Gunter Bresnik, who coaches Thiem, agrees that the shot will continue to have its place, and he played a major role in the process by switching Thiem from a two-hander to a one-hander.
Unlike Tsitsipas, Thiem was not given much of a choice. Bresnik began coaching Thiem when he was 9, but ultimately decided that Thiem’s two-hander was going to prevent him from becoming a great player in the long run by encouraging him to remain too defensive.
“He was 12, and I decided to change it, and for one year, his results went down,” Bresnik said. “He went from like No. 3 in Austria to like 13 or 14, and then he came back the next year and started winning everything.”
Pete Fischer, one of Sampras’s boyhood coaches, convinced Sampras when he was 14 to abandon his fine two-hander. Fischer’s goal was for Sampras to play more effective attacking tennis: players with one-handed backhands can often make a more seamless move to the net, where backhand volleys are hit with one hand. After struggling to adjust, like Thiem, Sampras went on to win 14 Grand Slam singles titles, including seven at Wimbledon.

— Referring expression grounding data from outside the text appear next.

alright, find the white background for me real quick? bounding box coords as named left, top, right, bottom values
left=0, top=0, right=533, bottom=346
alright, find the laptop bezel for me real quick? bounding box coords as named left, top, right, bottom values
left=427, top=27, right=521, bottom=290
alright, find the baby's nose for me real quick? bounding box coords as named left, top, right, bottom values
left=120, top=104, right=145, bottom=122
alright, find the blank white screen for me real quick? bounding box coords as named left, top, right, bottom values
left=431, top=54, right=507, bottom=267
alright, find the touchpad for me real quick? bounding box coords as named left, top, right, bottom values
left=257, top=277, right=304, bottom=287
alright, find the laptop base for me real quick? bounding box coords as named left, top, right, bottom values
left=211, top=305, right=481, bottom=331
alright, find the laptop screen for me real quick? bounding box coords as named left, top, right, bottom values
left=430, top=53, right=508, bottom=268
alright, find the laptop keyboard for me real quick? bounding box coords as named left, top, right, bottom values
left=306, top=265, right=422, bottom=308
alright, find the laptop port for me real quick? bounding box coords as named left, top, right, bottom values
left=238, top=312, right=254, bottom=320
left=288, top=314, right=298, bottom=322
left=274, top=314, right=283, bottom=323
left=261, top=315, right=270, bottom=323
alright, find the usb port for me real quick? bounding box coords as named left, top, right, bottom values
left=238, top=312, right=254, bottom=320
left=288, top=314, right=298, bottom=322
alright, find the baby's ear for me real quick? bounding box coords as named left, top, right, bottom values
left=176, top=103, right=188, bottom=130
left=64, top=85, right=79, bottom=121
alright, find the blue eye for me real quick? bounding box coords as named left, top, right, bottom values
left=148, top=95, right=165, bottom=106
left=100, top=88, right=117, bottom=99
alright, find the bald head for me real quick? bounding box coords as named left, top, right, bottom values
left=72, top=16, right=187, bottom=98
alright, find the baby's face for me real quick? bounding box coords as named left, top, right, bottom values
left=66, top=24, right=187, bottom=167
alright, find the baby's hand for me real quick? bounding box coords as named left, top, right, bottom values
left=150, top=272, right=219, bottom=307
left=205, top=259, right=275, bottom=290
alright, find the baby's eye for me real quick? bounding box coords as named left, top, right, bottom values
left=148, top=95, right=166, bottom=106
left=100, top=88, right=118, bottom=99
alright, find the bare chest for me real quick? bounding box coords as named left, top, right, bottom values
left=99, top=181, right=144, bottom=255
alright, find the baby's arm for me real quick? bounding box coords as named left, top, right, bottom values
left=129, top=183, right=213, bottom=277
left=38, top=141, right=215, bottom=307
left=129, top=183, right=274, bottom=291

Skeptics could argue that Sampras’s strongest groundstroke was still his forehand, much as it is for Federer, Thiem, Dimitrov and, it appears, for Tsitsipas and Shapovalov. Could they all have been better? A two-handed backhand would have allowed them to produce more consistent power off returns and balls struck above shoulder height and to better compensate on off-center hits.
Perhaps, but tennis is not a beauty contest, even if beauty can certainly help secure sponsorship. The one-hander is surviving in the men’s game because it is an effective option and if there is ever a genuine revival of net play or serve-and-volley play in singles, it could become an even more effective option.